The main aspect of evaluation of erectile dysfunction is assessment of inflow and outflow of blood from the penis. The standard evaluation starts with penile Doppler ultrasound (DUS). During this non-invasive study we first stimulate erection using combination of vasodilators applied to the penis and then measure blood flow through arteries and veins druing flaccid and rigid erection of the penis. This approach is critical part of every men seen for sexual dysfunction. If blood flow into penis is decreased it often indicates early peripheral vascular disease and patient is treated by us and referred to cardiologist for risk stratification for coronary artery disease. If penile ultrasound is not conclusive Dr. Paduch with collaboration of with Dr. Daniel Margolis at WCM campus radiology have developed unique dynamic penile magnetic angiogram (MRA) to identify vascular anomalies in the penis and pelvis which contribute to erectile dysfunction. This study only offered at WCM campus is critical prior to any revascularization of the penis. We find vascular anomalies in 70% of men who present with erectile dysfunction in their twenties.  In addition to imaging studies we check testosterone, and evaluate men for elevated cholesterol, and diabetes.

  • Hypogonadism ( low testosterone). A condition in which men have low levels of testosterone, which may cause decreased in sexual desire, erectile dysfunction, reduced muscle mass and strength, a reduction in bone density, changes in mood, or an increase in fat mass. Testosterone is produced by testicles under the control of hormones from brain (pituitary). During evaluation of low testosterone we check all the hormonal issues which may result in low testosterone. Often varicocele can contribute to low testosterone and is one of few reversible causes of low testosterone. MRI of brain is used in men with elevated prolactin levels.    
  • Peyronie’s disease: is an acquired curvature and or narrowing of the penis from the scarring. Most commonly Peyronie’s is a result of trauma, diabetes, or genetic predisposition. We always evaluate penis first in flaccid state to check for plaques and pain. Subsequently we perform penile ultrasound to assess extend of plaque and its density (calcification). Photographic documentation every 3-6 months which can be done by patient is an important aspect of assessing treatment response.
  • Concealed or small penis: most of men have normal penis size which is between 5-6 inches for US population. Some men have excessive pubic fat deposition with penis hidden in pubic fat. Occasionally abnormal attachment of suspensory ligament results in shortening of the penis. In men with small penis are first fully evaluated their hormonal profile including growth hormones, adrenaline and noradrenaline levels to differentiate between excessive penile retraction due to high catecholamine levels and true anatomical condition. Subsequently the penis is measured during full erection using penile ultrasound, at same time the fat in pubic area is mapped. MRI of pelvis is used to diagnose suspensory ligament shortening and is required prior to surgical management.

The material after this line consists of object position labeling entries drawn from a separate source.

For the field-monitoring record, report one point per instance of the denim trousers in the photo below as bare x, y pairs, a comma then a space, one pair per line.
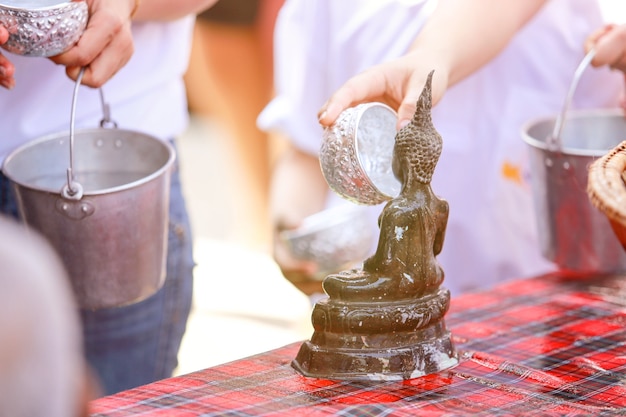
138, 344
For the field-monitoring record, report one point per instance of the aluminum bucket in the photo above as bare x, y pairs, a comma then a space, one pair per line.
112, 235
573, 233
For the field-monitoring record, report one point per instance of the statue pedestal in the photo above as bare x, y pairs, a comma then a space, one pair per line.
378, 341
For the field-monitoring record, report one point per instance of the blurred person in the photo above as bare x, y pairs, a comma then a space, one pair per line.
141, 65
230, 79
42, 367
500, 65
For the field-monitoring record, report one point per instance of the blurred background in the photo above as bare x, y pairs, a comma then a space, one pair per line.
242, 304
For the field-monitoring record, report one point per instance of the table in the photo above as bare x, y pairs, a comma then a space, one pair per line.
548, 345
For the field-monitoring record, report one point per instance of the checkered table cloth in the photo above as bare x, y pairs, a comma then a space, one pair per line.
553, 345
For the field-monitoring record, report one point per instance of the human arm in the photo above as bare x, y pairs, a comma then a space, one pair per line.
458, 39
107, 43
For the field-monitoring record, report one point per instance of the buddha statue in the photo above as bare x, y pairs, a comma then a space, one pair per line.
384, 321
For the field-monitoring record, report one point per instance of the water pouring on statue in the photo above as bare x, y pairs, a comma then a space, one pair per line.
385, 321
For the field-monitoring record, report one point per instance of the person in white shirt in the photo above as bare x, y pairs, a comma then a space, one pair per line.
137, 52
500, 66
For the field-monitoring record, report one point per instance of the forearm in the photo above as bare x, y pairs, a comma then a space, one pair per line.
463, 35
169, 9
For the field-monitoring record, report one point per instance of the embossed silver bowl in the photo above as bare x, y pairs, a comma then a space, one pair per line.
42, 28
335, 238
357, 151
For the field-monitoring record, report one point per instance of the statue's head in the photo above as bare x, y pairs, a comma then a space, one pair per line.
418, 145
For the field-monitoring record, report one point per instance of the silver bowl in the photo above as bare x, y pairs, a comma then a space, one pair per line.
335, 238
357, 151
42, 28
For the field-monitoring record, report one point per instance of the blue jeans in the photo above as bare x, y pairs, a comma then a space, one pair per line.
138, 344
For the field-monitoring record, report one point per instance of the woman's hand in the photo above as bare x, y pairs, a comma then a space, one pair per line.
105, 46
397, 83
610, 45
6, 67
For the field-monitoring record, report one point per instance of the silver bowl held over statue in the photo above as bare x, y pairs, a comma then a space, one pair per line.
42, 28
357, 151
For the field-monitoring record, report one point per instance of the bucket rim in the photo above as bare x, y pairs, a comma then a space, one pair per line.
573, 114
59, 135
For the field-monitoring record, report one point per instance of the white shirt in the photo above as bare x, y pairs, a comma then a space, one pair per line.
483, 171
148, 94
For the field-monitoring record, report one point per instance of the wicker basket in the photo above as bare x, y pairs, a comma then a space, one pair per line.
607, 188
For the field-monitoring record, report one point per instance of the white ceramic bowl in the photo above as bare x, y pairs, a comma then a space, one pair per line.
42, 28
357, 151
335, 238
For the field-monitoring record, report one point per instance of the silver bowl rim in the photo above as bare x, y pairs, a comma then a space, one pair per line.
60, 5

  • Floppy penis or penile hyperflexion: are two spectra of disorder of suspensory ligament. In floppy penis the suspensory ligament is not supporting penis adequately and penis tends to point down even with full rigid erection. Occasionally floppy penis is due to hour glass deformity it the base of penis. Hyperflexion of penis occurs when fully erected penis is pointing toward the nose of the patient rather then within 15degrees of horizontal plane. This condition impairs ability to penetrate. The evaluation of both conditions require exam with full rigid erection first in office and then during penile ultrasound while patient is standing. Additional evaluation is performed in standing MRI unit to plan the surgery.